Мне предстояло решить чисто пространственную задачу -- вычислить точку
пересечения молодой струи моего личного времени с потоком музыки, внутри
которой я тогда собиралась жить; эта точка должна была находиться за
пределами видимости той моей судьбы, что грезилась родителям, вне поля
зрения очевидности, в ее историческом названии должен был слышаться отзвук
романтической ссылки. Я сразу решила, что это будет окраина, где энергия
соперничества существует в разреженном виде, но в то же время какой-нибудь
центр, куда стекаются культурные силы. Оставалось определиться в рельефе
местности, вообразить пейзаж.
Чтобы решить эту задачу, я невольно, сама того не думая, взяла за
образец сонатную форму, вернее, те из бетховенских трехчастных сонат,
разучиваемых мною одну за другой, в которых адажио сменялось аллегро, а не
наоборот, поскольку мне казалось, что медленная, сомнамбулическая часть моей
жизни близится к своему заключительному аккорду, и я уже жила предощущением
безудержного ритма граве. Ритмический рисунок местности представлялся мне
нервным, неровным, полным синкоп, триолей и фермат, ведущая тема будет брать
взаем все имеющиеся на клавиатуре тональности, на предполагаемой партитуре
аллегро будет значиться фортиссимо; если перевести эти музыкальные и
психологические соображения на язык пейзажа, то на горизонте неотвратимо
вырисовывались лермонтовские горы.
Родителей смущало то, что я поступила на заочное отделение, но они не
решались настаивать на переводе, боясь, что тогда я окончательно оторвусь от
них. Я тоже помалкивала.
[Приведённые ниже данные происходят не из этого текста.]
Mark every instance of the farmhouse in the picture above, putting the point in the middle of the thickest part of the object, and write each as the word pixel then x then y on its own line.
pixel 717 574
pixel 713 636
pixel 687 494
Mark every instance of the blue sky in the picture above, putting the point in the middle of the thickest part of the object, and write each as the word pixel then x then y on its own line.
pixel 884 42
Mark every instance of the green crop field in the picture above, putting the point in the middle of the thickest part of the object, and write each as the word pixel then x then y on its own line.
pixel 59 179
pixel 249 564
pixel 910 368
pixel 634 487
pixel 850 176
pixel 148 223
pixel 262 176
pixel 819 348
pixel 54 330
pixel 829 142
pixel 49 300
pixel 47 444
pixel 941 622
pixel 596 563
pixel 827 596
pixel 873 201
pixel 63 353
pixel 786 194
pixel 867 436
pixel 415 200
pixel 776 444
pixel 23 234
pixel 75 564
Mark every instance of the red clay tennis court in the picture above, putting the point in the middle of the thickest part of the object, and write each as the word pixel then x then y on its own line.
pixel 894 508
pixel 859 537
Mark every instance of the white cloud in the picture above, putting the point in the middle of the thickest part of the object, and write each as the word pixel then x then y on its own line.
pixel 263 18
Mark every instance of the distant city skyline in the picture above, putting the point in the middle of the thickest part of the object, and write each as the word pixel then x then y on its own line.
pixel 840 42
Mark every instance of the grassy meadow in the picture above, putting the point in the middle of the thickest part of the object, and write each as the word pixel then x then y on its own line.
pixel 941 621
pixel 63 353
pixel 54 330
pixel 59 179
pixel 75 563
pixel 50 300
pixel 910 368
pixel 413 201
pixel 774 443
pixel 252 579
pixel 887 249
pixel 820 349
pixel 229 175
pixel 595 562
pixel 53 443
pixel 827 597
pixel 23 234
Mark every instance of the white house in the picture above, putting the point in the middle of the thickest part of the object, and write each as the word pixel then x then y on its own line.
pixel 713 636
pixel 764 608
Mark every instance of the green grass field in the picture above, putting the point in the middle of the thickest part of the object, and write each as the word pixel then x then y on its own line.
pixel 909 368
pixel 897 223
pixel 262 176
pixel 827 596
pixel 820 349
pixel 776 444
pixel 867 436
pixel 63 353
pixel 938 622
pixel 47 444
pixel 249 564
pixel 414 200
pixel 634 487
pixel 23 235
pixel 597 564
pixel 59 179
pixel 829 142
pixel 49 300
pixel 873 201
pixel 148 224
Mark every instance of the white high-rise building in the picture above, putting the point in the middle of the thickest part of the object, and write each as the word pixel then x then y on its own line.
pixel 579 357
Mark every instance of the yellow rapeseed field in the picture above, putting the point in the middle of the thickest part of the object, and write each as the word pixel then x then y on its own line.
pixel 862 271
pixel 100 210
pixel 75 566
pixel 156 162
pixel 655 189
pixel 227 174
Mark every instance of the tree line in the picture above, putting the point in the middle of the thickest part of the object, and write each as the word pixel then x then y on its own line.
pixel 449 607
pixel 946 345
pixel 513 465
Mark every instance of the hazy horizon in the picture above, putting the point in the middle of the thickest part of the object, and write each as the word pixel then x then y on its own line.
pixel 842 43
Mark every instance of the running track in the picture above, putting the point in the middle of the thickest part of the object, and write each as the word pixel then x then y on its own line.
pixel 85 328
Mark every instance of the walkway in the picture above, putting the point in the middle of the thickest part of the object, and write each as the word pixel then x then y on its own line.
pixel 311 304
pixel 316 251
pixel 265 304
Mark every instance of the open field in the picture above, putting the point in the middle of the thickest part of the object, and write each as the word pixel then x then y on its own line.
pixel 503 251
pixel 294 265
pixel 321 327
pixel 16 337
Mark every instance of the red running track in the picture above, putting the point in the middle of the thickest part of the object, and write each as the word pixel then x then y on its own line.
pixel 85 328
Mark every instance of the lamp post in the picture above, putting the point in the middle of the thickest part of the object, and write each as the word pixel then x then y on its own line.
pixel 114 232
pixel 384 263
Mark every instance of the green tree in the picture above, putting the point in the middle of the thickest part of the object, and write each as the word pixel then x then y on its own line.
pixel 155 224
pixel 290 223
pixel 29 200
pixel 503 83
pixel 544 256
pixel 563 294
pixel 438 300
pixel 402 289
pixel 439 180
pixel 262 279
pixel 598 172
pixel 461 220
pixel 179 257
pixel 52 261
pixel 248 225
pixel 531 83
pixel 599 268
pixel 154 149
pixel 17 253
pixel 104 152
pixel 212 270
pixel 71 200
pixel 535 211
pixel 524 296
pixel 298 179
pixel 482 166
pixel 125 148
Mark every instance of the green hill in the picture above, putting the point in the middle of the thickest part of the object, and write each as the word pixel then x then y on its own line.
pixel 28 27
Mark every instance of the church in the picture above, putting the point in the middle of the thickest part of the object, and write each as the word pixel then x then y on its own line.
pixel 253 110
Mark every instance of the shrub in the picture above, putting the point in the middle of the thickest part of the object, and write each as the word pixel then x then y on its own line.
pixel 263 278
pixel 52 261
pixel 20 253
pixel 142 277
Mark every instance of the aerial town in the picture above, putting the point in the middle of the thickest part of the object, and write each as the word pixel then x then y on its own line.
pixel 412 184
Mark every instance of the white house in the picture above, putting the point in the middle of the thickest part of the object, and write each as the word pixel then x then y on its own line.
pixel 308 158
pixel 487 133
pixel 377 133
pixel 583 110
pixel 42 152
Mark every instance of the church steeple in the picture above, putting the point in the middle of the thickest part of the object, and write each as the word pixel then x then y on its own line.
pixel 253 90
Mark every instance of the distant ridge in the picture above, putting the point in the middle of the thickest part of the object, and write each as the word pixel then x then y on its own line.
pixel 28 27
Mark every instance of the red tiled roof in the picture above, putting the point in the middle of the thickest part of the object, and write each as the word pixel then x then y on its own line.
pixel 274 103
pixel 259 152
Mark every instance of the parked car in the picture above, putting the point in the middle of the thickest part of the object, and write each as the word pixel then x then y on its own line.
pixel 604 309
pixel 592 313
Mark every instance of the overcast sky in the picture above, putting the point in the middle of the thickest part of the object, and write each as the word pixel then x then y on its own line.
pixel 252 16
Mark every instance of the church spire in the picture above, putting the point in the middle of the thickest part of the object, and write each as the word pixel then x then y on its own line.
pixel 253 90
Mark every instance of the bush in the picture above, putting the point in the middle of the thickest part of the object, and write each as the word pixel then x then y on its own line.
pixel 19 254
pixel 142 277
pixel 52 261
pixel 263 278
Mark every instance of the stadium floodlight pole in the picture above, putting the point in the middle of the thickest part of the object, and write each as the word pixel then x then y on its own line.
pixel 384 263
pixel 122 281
Меня устраивало мое заочное, заоблачное отделение.
Я полюбила свои предрассветные перелеты из курумычевского аэропорта в
симферопольский и ночные -- из Симферополя в Курумыч. Иногда в последнюю
минуту я меняла средство передвижения и плыла теплоходом до Ростова, где
жила моя бабушка. Погостив у нее с недельку, дальше добиралась поездом. Мне
нравилось расцвечивать свой маршрут автобусом и "кукурузником", метеором и
просто автостопом. Каждый населенный пункт, высмотренный мною на карте, я
любила заочной любовью, и все же заочное отделение при всей своей
заоблачности все время требовало от меня чего-то определенного: регулярных
занятий на фортепиано, зарабатывания тех небольших средств, которые
позволяли покорять пространство, проб поступления в другие, более весомые с
родительской точки зрения, учебные заведения.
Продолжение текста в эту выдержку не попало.